Le fait d’organiser des jeux et des concours, des contenus où l’écoute va être plus active, aide aussi à mobiliser.
« Les défis proposés dans le cadre de Lundi L’info ont bien aidé à faire progresser les élèves, note Pauline Laborde. Lorsque nous avons commencé la radio, l’émission posait une question et les classes devaient se débrouiller pour trouver la réponse, les bons interlocuteurs à interroger etc. » Depuis, les défis se poursuivent : extraits radio à remettre dans l’ordre, création d’ambiances sonores autour d’un thème donné, bruitage à identifier...

En mars 2021, l’équipe, soutenue par sa direction, a quant à elle souhaité travailler avec le réseau d’éducation prioritaire autour de la semaine des mathématiques. Collège de secteur, écoles de la circonscription... « L’idée, c’était de donner la parole aux élèves, via le téléphone, en proposant des énigmes en direct au sein d’une émission, détaille Pauline Laborde. Nous avons essayé de choisir chaque fois une classe d’une école différente. Les enfants s’entendaient en direct, ils ont adoré ! ».

Chaque année, les deux collègues se saisissent ainsi de différents dispositifs et inscrivent les classes à des concours, notamment Mediatiks (concours des médias scolaires organisé par le Clemi) pour encourager les élèves à se dépasser. La vidéo réalisée pour résumer 2019-2020 et l’histoire de la classe médias donne d’autres pistes.
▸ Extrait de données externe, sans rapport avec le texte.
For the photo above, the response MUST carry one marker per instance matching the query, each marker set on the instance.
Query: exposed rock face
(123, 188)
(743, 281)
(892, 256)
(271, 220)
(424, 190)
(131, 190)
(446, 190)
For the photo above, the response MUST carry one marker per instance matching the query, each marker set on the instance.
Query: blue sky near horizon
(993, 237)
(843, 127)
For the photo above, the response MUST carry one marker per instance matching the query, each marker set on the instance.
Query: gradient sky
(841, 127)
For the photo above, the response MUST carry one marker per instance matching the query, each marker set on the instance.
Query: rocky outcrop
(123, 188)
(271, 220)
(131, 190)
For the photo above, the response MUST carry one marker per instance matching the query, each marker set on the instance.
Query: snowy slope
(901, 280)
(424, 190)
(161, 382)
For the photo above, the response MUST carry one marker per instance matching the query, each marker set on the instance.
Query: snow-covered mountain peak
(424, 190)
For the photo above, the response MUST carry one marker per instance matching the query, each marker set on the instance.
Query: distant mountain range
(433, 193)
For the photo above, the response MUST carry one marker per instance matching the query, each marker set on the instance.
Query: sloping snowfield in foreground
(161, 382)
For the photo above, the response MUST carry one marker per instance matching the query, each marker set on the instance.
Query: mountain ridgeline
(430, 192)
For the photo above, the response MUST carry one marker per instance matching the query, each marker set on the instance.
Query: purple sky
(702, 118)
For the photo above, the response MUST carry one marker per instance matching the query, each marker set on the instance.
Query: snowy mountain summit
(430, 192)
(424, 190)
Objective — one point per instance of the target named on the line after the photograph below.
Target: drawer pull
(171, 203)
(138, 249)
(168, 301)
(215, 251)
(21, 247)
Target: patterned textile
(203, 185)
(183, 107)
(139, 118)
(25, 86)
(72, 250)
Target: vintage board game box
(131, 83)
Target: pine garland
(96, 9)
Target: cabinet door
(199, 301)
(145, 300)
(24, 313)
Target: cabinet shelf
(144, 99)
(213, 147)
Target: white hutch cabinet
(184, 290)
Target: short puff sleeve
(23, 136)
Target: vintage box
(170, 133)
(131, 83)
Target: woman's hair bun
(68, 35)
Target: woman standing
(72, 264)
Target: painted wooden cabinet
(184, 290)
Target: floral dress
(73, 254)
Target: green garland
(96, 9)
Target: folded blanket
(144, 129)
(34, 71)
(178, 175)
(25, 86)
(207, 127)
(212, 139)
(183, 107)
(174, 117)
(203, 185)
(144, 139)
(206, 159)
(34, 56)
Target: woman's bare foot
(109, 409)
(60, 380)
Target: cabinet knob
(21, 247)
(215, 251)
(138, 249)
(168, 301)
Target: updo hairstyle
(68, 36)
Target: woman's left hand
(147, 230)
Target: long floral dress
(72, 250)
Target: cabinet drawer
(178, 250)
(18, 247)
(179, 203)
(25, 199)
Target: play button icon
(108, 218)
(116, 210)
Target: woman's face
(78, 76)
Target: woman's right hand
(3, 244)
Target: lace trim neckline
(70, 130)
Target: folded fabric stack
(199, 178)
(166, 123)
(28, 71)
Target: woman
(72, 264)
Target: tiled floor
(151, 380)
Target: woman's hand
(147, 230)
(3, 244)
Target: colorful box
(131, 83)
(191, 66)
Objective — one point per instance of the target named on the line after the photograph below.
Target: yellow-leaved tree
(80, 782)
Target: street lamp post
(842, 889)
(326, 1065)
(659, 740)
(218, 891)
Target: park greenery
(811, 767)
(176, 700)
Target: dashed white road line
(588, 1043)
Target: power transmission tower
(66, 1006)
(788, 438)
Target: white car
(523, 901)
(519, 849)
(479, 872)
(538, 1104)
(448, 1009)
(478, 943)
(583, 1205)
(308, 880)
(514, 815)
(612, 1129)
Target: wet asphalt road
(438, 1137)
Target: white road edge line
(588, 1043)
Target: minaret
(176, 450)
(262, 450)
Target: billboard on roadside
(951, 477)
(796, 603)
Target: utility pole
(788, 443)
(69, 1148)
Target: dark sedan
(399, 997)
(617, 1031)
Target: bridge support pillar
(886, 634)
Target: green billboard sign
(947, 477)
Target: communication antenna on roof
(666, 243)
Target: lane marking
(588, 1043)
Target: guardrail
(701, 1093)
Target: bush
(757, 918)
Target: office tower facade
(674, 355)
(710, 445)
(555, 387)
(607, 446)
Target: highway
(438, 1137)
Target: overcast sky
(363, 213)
Se rapprocher des professionnels de l’information

Pauline Laborde et Sophie Sureau soulignent aussi l’aide précieuse apportée par les professionnels de l’information. En 2019-2020, alors qu’elles venaient d’intégrer le dispositif Classe médias, elles ont sollicité Adeline Farge, journaliste professionnelle, marraine de la classe, avec qui elles sont toujours en contact et qui peut conseiller les élèves sur leurs productions. La même année, la classe avait aussi participé à France Info Junior en se rendant sur place, dans les locaux de Radio France ! En 2020-2021, du fait du contexte sanitaire, c’est Estelle Faure, journaliste spécialisée jeunesse, qui s’est rendue à l’école pour échanger avec les élèves et réaliser des enregistrements pour France Info Junior et Salut l’Info.
Et cette année, c’est la classe médias elle-même qui est mise à l’honneur à la télévision ! Tous les quinze jours, le travail des élèves fait ainsi l’objet d’une chronique EMI dans l’émission Télématin. L’occasion, pour les élèves, d’échanger avec l’équipe de tournage et de la voir travailler.

L’aventure Télématin

Un partenariat "télé" bienvenu puisque les enseignantes ont prévu de s’initier à la webTV afin de travailler aussi le langage corporel. La classe a en effet écrit une pièce de théâtre à partir d’un album sans texte, "Le code de la route" de Mario Ramos, qui pourrait servir de matière pour des enregistrements vidéo. Elles insistent : « Quel que soit le projet, la méthode reste la même : s’intéresser à ce que font les autres, professionnels et scolaires, pour s’en inspirer et "co-construire" en équipe et avec les élèves. »





Liens utiles

Portfolio


[1Médias est un terme polysémique, on s’intéresse ici au « Dispositif de communication qui utilise un support technique, [...] permet la publication, la diffusion ou la transmission à distance de l’information. », selon la définition du Wikinotions de l’Association des Professeurs Documentalistes de l’Education Nationale.

[2Dossier pédagogique de l’exposition "Fakes news : art, fiction, mensonge" p. 7-10, Réseau Canopé/CLEMI, mars 2021.

[3"Des fake news aux multiples facettes", Fiche info parue dans le Dossier de la Semaine de la presse, 2018.